Tree trunks wider than outstretched arms, bark thick like elephants hides furrowed & wrinkled with the years. Holly berries lipstick red, spiderwebs laced with morning dew, icing sugar white. You can taste the season on your tongue, smell it, feel it.
I had forgotten how beautiful autumn can be in England, maybe it was too many memories of summers that seemed to finish before they started, or rarer still those English summers which are filled with sun that you wish won’t end. This late September is a deep red wine swirled round the glass, rich and sticky. I am walking in the woods & it feels good to be here, now.

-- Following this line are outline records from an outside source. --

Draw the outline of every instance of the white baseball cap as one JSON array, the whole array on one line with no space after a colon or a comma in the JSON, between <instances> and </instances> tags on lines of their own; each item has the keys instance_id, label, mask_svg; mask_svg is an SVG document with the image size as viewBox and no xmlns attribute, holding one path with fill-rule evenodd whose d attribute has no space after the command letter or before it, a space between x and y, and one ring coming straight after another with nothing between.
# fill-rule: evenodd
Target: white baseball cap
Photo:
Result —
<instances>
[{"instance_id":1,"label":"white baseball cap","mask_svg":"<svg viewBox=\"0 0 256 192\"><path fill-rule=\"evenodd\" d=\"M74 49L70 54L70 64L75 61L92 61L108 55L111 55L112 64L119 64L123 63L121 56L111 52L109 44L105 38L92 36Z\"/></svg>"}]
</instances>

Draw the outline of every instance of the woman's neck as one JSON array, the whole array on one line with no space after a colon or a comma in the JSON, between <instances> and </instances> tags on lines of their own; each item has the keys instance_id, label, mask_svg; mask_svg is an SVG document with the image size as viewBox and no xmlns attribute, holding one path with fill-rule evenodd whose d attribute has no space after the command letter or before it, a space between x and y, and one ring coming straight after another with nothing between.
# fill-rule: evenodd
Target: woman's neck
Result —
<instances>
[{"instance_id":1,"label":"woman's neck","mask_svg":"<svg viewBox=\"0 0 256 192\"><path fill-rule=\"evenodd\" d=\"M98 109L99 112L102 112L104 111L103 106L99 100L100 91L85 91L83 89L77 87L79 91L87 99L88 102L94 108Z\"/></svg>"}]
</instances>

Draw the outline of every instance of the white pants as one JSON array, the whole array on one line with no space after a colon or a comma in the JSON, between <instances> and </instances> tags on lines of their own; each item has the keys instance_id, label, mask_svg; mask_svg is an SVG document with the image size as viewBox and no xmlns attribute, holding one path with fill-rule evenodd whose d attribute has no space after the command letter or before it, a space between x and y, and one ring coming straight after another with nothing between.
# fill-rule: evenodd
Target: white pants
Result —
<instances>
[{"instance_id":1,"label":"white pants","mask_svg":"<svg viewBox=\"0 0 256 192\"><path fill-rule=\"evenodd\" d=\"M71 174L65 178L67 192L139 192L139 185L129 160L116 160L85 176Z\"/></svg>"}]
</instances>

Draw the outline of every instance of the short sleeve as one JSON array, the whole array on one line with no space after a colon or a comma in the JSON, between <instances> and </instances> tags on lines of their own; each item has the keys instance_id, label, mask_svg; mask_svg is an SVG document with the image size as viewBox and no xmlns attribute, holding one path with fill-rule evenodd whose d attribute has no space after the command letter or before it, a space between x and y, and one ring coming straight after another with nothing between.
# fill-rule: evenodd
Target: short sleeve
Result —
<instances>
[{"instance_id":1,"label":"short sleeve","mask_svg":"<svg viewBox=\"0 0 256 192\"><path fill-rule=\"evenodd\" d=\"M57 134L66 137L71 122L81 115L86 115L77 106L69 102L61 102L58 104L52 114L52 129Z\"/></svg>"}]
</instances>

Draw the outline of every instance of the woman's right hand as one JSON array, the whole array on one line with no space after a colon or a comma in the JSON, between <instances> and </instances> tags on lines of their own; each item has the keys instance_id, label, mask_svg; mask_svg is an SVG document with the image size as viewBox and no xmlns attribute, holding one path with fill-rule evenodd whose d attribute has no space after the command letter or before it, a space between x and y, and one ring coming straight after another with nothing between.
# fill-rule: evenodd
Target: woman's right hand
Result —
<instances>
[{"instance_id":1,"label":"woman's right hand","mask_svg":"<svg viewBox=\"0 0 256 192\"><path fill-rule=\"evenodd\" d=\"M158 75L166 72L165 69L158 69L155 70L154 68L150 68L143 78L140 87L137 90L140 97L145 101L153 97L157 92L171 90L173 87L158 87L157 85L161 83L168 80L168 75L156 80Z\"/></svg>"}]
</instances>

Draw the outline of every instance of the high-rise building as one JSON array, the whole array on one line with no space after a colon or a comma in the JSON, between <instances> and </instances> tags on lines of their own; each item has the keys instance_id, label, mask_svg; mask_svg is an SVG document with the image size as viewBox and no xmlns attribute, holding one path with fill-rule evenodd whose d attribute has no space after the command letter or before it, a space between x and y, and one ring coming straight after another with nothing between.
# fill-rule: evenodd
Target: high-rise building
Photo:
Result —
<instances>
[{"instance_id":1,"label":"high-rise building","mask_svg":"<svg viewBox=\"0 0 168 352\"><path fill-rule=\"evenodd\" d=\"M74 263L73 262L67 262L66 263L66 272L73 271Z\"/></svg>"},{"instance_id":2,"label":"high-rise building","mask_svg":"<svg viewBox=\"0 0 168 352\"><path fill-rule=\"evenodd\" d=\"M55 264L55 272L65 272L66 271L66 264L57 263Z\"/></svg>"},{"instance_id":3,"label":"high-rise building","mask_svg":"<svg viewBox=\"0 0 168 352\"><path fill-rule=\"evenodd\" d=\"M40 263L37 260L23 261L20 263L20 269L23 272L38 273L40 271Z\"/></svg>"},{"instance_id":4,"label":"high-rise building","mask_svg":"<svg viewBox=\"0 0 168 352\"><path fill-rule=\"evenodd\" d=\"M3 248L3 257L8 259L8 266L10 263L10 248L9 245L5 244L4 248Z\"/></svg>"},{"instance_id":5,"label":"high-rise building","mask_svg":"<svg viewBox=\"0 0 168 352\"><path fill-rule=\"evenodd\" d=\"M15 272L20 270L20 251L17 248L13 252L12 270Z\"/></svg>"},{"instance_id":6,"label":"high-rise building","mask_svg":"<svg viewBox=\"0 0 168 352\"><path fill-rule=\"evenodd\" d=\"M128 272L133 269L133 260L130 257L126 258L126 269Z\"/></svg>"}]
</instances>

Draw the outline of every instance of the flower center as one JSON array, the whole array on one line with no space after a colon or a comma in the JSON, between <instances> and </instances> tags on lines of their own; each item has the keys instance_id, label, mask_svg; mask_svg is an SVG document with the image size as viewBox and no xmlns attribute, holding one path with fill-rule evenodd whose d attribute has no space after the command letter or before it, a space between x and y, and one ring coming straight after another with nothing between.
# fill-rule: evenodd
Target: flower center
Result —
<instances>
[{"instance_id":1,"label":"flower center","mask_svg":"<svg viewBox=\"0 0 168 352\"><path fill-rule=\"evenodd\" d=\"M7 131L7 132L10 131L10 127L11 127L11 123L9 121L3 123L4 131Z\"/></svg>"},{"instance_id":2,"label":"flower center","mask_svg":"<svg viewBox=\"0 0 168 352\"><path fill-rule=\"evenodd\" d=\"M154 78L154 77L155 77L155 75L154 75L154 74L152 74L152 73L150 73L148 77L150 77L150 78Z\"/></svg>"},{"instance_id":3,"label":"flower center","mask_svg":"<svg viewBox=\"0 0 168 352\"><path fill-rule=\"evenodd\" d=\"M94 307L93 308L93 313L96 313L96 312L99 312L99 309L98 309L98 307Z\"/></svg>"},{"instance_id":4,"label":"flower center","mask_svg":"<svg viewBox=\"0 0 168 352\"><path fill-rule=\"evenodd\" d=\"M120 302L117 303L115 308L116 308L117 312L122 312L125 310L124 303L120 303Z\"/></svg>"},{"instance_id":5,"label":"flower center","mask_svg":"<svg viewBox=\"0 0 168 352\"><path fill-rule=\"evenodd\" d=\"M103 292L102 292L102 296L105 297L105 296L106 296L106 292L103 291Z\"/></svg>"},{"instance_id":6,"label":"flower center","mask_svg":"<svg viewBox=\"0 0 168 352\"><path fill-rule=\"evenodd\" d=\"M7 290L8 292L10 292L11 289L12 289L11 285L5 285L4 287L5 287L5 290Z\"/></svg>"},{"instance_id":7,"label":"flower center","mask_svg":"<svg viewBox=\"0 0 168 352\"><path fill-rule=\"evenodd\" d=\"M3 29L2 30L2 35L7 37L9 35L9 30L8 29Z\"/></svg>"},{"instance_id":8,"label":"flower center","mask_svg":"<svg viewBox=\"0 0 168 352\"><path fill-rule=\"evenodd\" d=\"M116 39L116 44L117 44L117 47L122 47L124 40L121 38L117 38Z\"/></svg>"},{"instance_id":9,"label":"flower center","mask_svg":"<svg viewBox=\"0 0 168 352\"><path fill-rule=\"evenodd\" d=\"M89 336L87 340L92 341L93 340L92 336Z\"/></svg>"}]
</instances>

Yesterday I came across an old friend I’d not seen in years, I was shocked to see that time hadn’t been kind to them, a heart attack and more weighed heavily. Inevitably this made me consider myself and how I am moving along through my own time, several years of wandering behind me, future direction uncertain. I carry my fuck ups & regrets, ( song cue – I’ve had a few ), it’s impossible not to accumulate baggage as you go, on my morning walk I think of making a wish, prayers not being my thing. My wish would be to grow old slightly disgracefully, but I am in no rush. I would prefer it to take an age, because I’ve many adventures yet to fit in, I’d like my autumn rich with wine & with people that call me their friend. To laugh a lot and cry just a little & tell a person or two that I love them and maybe hear the same thing along the way.
Other than these how could anything else in the world be in slightest important.